Windows2000を任意のドライブレターでセットアップする

Rev. 1.00  2003-4-1作成
Copyright(C) 2003 まりも


 PC-9821で Windows2000の起動ドライブを、任意のドライブレターで新規セットアップする方法を紹介します。別OSからの上書きアップグレードの場合はそのドライブレターを基本的に引き継ぐので、任意にというわけには行かない場合があります。

 その前に、PC-9821システムにおけるMS系OSのドライブレターの割付け原則に関して概説しておきます。マイクロソフトのOSには、ドライブ名という概念があります。A:B:C:というやつがそれである。UNIXにはこのような概念はなく、各種の記憶デバイスは、ディレクトリにマウントされるという形をとります。

PC-9800シリーズのMicrosoftおよびNECが供給するOSでは、ドライブ文字(ドライブレター)の割付原則は次のようになっているようです。
MS-DOS 6.20まで
Windows95,98,NTの通常セットアップ
Windows2000のA:アップグレードセットアップ
ハードディスクは A:から始まる

内蔵IDEディスク→SCSIディスク(ID昇順)→フロッピドライブ→BIOSで認識されなかったディスク

Windows98,95のATセットアップ
Windows2000の通常セットアップ
ハードディスクは C:から始まる

内蔵IDEディスク→SCSIディスク(ID昇順)→BIOSで認識されなかったディスク

A: B: フロッピドライブ(最近ではスーパーフロッピーフォーマットのUSBメモリなどもあります)

PC/ATと大きく違うのは、IDEとSCSIとの間で順位が固定されている(*)こと、IDEデバイス間の順位入れ替え(*)ができないこと、実際に起動するドライブは常にC:であること、などです。

 ところでこれは原則であって、MS-DOS系(Windows9x)とWindowsNT系(2000)とでは異なる点があります。それは、MS-DOS系では、ドライブレターは相対順序で割り付けられるのに対して、NT系では一度起動してレジストリに記録が取られると絶対順序となるという点です。

 今あるドライブがE:であったときに、それより前のD:であるドライブを削除(接続の取り外しまたは領域削除)したとすると、次回起動時には、MS-DOS系OSでは、E:が繰り上がってD:として起動しようとしてしまうということになります。これに対してNT系では、インストール時に決まるドライブ順序は確かに相対順序ですが、一度ドライブ文字が決定されたあとは、E:の前にあるドライブを削除しても、E:がE:として起動するという点は変わらなくなります。
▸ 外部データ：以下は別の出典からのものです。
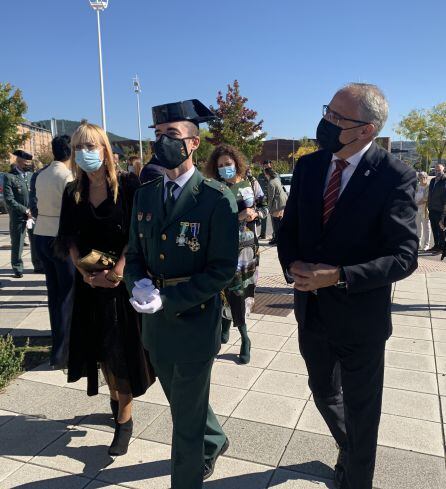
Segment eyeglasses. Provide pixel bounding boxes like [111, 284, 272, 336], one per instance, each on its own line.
[323, 105, 370, 126]
[74, 143, 99, 151]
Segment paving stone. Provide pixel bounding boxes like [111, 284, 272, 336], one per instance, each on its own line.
[431, 309, 446, 320]
[384, 367, 438, 394]
[217, 346, 277, 369]
[251, 370, 311, 400]
[209, 384, 248, 416]
[211, 363, 262, 389]
[261, 315, 296, 325]
[391, 324, 432, 340]
[0, 457, 24, 483]
[374, 444, 446, 489]
[280, 337, 299, 354]
[433, 329, 446, 342]
[434, 341, 446, 357]
[232, 391, 305, 429]
[437, 357, 446, 374]
[0, 312, 30, 329]
[268, 353, 308, 375]
[296, 402, 330, 436]
[438, 374, 446, 396]
[235, 331, 287, 351]
[432, 318, 446, 330]
[384, 350, 436, 372]
[391, 315, 431, 327]
[0, 415, 68, 462]
[80, 400, 166, 437]
[441, 397, 446, 419]
[279, 430, 337, 480]
[96, 438, 172, 488]
[0, 410, 17, 428]
[133, 380, 169, 407]
[382, 388, 441, 422]
[0, 463, 90, 489]
[386, 337, 434, 355]
[222, 417, 292, 466]
[0, 379, 107, 425]
[251, 320, 296, 337]
[391, 303, 430, 317]
[19, 362, 67, 387]
[204, 456, 272, 488]
[378, 413, 444, 456]
[268, 468, 334, 488]
[84, 482, 124, 489]
[33, 426, 115, 477]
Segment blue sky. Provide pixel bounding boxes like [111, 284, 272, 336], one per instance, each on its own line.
[3, 0, 445, 141]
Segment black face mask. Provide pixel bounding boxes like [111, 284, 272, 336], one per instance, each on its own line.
[154, 134, 193, 170]
[316, 118, 366, 154]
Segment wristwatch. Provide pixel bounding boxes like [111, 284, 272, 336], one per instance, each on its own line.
[336, 267, 348, 289]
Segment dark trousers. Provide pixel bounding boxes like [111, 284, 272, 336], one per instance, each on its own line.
[271, 216, 282, 240]
[150, 355, 226, 489]
[259, 215, 268, 237]
[35, 235, 75, 368]
[298, 297, 385, 489]
[9, 216, 41, 273]
[429, 210, 444, 248]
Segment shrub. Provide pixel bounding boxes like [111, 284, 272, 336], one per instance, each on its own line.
[0, 335, 26, 390]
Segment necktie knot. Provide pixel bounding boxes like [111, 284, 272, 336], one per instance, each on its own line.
[166, 181, 179, 200]
[334, 159, 349, 171]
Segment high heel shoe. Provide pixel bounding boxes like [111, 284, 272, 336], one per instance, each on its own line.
[238, 325, 251, 364]
[108, 418, 133, 456]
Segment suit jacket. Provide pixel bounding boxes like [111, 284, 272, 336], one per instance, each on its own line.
[124, 169, 239, 363]
[277, 142, 418, 344]
[427, 174, 446, 213]
[3, 167, 32, 220]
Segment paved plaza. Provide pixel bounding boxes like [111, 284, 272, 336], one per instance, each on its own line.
[0, 222, 446, 488]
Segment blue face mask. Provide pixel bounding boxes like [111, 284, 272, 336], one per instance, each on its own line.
[218, 165, 236, 180]
[75, 149, 103, 173]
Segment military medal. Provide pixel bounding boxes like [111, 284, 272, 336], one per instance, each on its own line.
[145, 212, 152, 222]
[188, 223, 201, 252]
[176, 222, 189, 246]
[137, 211, 143, 221]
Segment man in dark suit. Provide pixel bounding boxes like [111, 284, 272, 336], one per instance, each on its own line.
[427, 163, 446, 252]
[278, 83, 418, 489]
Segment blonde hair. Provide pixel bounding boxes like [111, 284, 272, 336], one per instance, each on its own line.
[70, 121, 118, 203]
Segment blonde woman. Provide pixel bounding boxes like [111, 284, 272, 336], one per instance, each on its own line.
[57, 122, 151, 456]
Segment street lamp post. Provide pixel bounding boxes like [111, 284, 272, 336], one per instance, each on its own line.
[89, 0, 109, 132]
[132, 75, 144, 164]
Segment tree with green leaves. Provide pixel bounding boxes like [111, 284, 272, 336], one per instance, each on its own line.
[194, 129, 215, 165]
[0, 83, 29, 159]
[208, 80, 266, 162]
[289, 137, 318, 161]
[396, 103, 446, 169]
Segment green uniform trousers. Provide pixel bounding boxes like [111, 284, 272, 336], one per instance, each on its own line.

 結論としては、Windows2000の起動領域を任意のドライブレターとなるようにしたいときは、インストール時にその領域がデフォルトの順序で目的のドライブ文字に来るように、ダミーのハードディスクを接続したりダミーの領域を作成しておけばよいことになります。デフォルトの順序は、A:フロッピー、C:からIDEハードディスク接続ポート順(プライマリマスターからセカンダリスレーブまで)→SCSI ID順 です。またパーティションが複数ある場合は、そちらが優先してドライブレター割付がなされます。例えばインストール時点でこの順序で、Cから数えて(Cを含み)3番目にIDE内蔵ハードディスクの第3パーティションがあり、そこにWindows2000を入れようとするなら、このドライブはE:となります。

 ちなみに私はX:にWindows2000の領域を作りたかったので、それより前順位のハードディスク装置に、ダミーを含めて21個の領域を用意してからWindows2000をインストールしました。しかし後で考えるといささかやりすぎという感もありました。起動ドライブのコピーで嵌ることになったためです。

 一番無難なのは、起動優先順位先頭となるハードディスクの第1パーティションに、C:のままインストールすることです。こうしておけば、どのようにドライブが追加削除されても、常に起動優先順位第一位ですので、何かあっても(たとえばコピーをとっても)、ログインできなくなる問題は回避しやすくなります。